幼時の思い出を綴った回想記・・・
ふるさとエッセー「荷車のうた」

まえがきより――
「故郷の風景は、想像できないぐらい変わった。けれども、私の“記憶アルバム”は、半世紀以上経った今も、その昔のまま。無くなったり、壊されたりもしないのでありがたい」

人は老齢と共に故郷の原風景を魂の終の住処にする。また、過去の思い出を回想する作業は脳の活性化を促すともいわれる。
著者は国民学校2年の夏、終戦をむかえた。戦後70年の喜寿世代である。その前後の時代の追憶を村の風習などを織りこんで綴られている本書は、その意味では回想法の実践ハウツウものともいえる。

前半のエッセー「荷車のうた」編と、後半の習作「童話」編からなる。著者の育った筑波山の西南、鬼怒川のほとりでの幼時体験は、土地柄による多少の違いはあるものの、広くこの世代に通じあえる。それは、空襲、奉安殿、防空壕、千人針、学童疎開、代用教員、代用食・・・などといったこの時代特有の共通言語のせいだろうか。さらに大きな理由は、教科書が国定教科書であったことかも知れない。戦前のこの当時は、都会でも山村の分教場でも、全国津々浦々まで教科書は同じであった。

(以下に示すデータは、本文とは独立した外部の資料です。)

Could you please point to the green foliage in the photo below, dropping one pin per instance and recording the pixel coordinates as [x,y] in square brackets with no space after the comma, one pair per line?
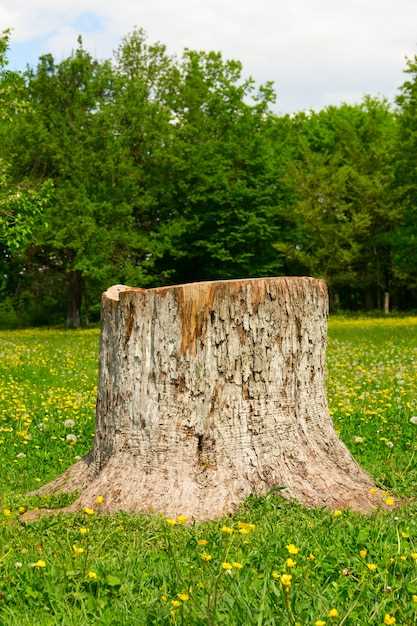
[151,169]
[133,567]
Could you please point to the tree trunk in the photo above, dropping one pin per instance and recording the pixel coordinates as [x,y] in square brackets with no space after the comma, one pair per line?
[209,392]
[74,299]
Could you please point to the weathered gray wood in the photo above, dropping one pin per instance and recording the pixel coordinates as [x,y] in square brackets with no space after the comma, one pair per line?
[209,392]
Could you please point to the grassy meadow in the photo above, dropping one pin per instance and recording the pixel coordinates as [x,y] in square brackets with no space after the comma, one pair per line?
[272,563]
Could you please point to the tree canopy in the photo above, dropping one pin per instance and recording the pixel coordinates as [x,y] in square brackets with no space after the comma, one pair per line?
[152,169]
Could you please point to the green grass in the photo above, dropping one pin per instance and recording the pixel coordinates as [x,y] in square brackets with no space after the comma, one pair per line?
[141,563]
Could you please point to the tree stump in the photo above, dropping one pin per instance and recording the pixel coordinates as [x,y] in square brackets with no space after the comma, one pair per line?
[212,391]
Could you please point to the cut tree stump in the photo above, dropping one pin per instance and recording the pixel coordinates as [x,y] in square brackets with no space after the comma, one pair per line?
[212,391]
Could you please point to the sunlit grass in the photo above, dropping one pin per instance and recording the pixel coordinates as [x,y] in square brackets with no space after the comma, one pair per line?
[87,568]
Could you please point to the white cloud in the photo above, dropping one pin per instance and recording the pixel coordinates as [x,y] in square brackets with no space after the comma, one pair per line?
[317,51]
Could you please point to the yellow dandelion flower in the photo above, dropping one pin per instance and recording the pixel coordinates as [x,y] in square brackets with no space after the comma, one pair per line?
[88,511]
[292,549]
[246,526]
[184,596]
[286,580]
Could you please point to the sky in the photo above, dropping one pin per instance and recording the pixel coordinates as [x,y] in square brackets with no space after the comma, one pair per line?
[317,52]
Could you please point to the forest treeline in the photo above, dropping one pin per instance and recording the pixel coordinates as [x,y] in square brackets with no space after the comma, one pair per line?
[149,169]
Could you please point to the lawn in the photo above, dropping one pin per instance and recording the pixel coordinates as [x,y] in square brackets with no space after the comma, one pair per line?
[273,562]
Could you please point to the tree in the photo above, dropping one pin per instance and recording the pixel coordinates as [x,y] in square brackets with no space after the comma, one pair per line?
[405,187]
[67,137]
[209,392]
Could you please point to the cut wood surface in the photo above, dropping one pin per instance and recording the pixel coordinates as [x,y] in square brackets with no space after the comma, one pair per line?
[212,391]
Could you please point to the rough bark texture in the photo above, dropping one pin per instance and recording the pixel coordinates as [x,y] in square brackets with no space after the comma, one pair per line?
[209,392]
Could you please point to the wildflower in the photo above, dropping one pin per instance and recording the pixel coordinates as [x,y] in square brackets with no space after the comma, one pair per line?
[286,580]
[246,526]
[292,549]
[184,596]
[88,511]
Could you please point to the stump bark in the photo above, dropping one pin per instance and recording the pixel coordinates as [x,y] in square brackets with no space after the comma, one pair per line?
[212,391]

作品の前・後編を通じ、ちょうど育ち盛りの時期に食べるものは不足し、身に着けるものも貧しかった時代の題材が揃う。しかし、愚痴は言わない。代わりに、「戦争は、必ず不幸を伴う」というメッセージはきちんと言い切っている。
著者は、シニアライフアドバイザー、初級園芸福祉士。公園ボランティア活動を行っている。子供たちと昔遊びを共にしながら、見守りをし、親世代との交流も楽しむ。このプログラムに、童話や読み聞かせを取り入れるのが、これからの夢だという。